CEP (Complex Event Processing) has been used in trading systems since about
2004, earliest I've heard of. By about 2008, it was widely in use in the
industry.

It's now considered an old technology, meaning it has to be part of your tool
box but no longer gives you any competitive advantage.

I don't see it going away, but the biggest problems with it now is its speed.

Solve how to you guarantee that a signal will flow through your system in a
guaranteed time and you can make some money.

Or put another way, trading systems are often like video games. Just like how
video games engines limit the time an engine has to draw a frame a trading
system will limit the time it takes to make a buy/sell decision based on an
input.

TL/DR CEP or streaming architectures often don't guarentee all rules will be
run over an input in a guarenteed time frame.

------
raldi
Imgur gets acquired, either by Yahoo, Reddit, or someone with reason to hurt
those companies by keeping Imgur out of their hands.

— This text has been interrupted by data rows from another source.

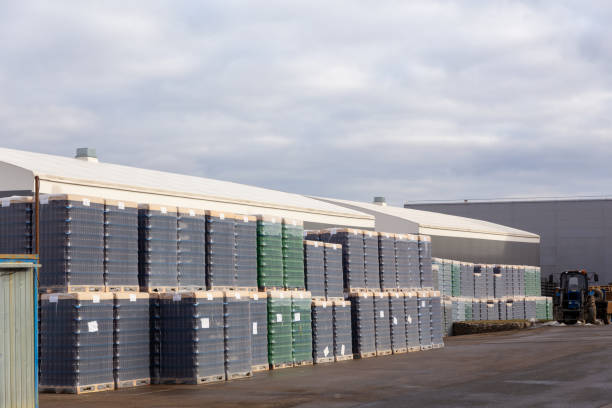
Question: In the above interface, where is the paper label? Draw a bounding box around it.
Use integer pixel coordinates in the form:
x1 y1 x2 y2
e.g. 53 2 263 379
87 320 98 333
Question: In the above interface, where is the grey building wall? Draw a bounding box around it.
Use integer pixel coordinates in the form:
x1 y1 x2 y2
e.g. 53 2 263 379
405 200 612 283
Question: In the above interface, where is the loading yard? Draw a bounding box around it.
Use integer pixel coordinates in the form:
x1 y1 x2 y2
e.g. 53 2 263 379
40 326 612 408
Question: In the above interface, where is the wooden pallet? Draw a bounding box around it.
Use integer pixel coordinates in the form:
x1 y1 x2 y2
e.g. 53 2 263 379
314 357 334 364
115 378 151 389
106 285 140 292
251 364 270 373
38 382 115 394
225 371 253 381
270 363 293 370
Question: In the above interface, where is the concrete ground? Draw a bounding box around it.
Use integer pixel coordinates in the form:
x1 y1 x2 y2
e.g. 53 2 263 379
40 326 612 408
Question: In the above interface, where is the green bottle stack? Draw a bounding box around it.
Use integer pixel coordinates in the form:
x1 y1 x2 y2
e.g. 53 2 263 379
291 291 312 366
282 218 306 289
257 216 286 289
268 291 292 369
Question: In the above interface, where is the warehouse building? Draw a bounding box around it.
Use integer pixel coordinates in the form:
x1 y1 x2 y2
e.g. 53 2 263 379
319 198 540 266
405 199 612 283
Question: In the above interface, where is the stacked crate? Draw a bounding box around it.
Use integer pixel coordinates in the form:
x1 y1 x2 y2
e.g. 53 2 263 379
223 290 253 380
249 292 269 372
206 211 237 291
323 242 344 299
257 216 283 289
40 195 106 292
304 241 328 300
104 200 138 292
138 204 178 292
159 291 225 384
39 292 115 394
363 231 380 291
234 215 257 289
419 235 433 289
389 292 408 354
113 292 151 388
282 218 310 288
312 300 334 364
291 291 312 366
349 292 376 358
373 292 391 356
378 232 399 290
177 208 206 291
0 197 34 254
332 300 353 361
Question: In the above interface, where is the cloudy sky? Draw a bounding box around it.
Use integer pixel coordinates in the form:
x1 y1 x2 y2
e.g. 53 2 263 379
0 0 612 204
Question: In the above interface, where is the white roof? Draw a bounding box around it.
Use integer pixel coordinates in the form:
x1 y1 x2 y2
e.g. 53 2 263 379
314 198 540 242
0 148 374 226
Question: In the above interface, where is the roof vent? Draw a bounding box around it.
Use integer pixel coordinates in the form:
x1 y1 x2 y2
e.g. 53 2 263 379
374 197 387 206
75 147 98 163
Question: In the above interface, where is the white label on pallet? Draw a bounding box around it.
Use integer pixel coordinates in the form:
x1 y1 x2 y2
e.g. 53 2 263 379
87 320 98 333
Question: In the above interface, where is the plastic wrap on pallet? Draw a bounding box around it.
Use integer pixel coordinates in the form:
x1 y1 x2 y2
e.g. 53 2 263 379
350 292 376 357
304 241 325 297
0 197 34 254
333 300 353 361
40 292 115 393
40 195 104 290
323 242 344 298
291 291 312 364
257 216 283 288
363 231 380 290
138 205 178 291
419 235 433 288
234 215 257 288
282 218 310 288
378 232 399 290
404 292 421 350
311 300 334 363
374 292 391 353
206 211 237 289
389 292 407 353
430 292 444 347
104 200 138 289
320 228 366 290
160 291 225 384
223 290 253 380
177 208 206 290
249 292 269 369
268 291 293 366
113 292 151 388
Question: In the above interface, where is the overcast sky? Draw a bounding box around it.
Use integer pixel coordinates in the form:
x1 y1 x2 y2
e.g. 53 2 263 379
0 0 612 205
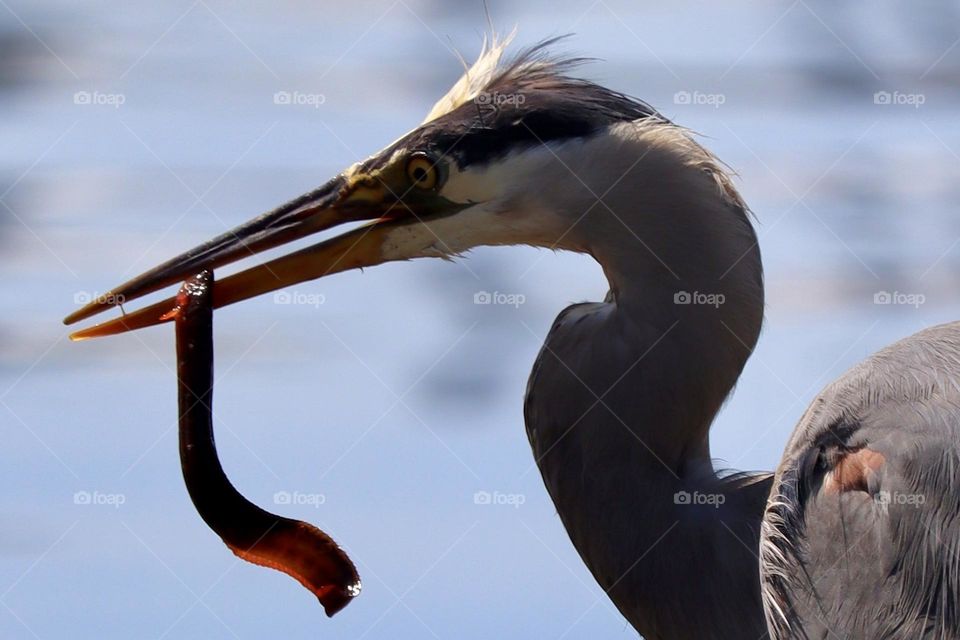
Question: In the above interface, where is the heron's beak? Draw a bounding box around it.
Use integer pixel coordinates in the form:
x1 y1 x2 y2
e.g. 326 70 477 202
64 172 462 340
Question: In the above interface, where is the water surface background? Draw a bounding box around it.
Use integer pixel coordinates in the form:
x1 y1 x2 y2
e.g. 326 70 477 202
0 0 960 639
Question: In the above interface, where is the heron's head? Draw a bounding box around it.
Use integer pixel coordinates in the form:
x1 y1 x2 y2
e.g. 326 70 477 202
65 33 752 339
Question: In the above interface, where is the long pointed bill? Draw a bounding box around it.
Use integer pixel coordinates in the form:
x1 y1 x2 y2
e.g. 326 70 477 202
64 170 444 340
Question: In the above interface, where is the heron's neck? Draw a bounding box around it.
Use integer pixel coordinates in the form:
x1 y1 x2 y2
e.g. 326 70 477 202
525 122 766 638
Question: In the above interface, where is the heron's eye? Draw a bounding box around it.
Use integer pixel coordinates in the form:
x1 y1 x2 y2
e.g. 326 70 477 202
407 153 440 189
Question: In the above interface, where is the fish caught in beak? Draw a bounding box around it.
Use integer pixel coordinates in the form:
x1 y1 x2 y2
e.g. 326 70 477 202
64 151 464 340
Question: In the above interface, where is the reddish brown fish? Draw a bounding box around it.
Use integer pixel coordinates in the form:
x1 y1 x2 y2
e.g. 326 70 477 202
170 271 360 616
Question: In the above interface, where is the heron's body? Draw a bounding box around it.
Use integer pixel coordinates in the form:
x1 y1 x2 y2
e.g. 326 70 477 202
68 32 960 640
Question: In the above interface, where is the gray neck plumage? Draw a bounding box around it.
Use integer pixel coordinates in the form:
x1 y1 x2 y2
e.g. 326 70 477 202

For example, imagine what a jumpstart it would be for the new Digg.

------
LarryMade2
Microsoft is going to live in "interesting times" in 2014 after XP support
expires in April. A lot of owners will demand Windows 7 computers over Windows
8. No one will be happy.

------
applecore
Price of a bitcoin rises to $10,000 by June 2014.

------
dccoolgai
Apple releases their next shocking piece of innovation: a tablet or phone that
is two inches larger or smaller than the last one they released with number++.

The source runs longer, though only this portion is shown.